In the city, the population was spread out, with 24.8% under the age of 18, 7.5% from 18 to 24, 26.3% from 25 to 44, 21.5% from 45 to 64, and 20.0% who were 65 years of age or older. The median age was 38 years. For every 100 females, there were 95.7 males. For every 100 females age 18 and over, there were 88.5 males.

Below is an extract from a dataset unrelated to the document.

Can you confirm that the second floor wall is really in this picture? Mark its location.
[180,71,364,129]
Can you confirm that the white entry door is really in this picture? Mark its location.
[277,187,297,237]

The median income for a household in the city was $31,771, and the median income for a family was $34,896. Males had a median income of $31,250 versus $25,227 for females. The per capita income for the city was $15,381. About 15.7% of families and 14.2% of the population were below the poverty line, including 17.6% of those under age 18 and 12.8% of those age 65 or over.

==Education==
A portion of New Market is within the Bedford Community School District, while another portion is in the Clarinda Community School District.

It was a part of the New Market Community School District until July 1, 2008, when the district was dissolved and absorbed by four other school districts, including Bedford and Clarinda.

==Notable people==
- Ora Smith, Illinois politician and farmer, was born in New Market.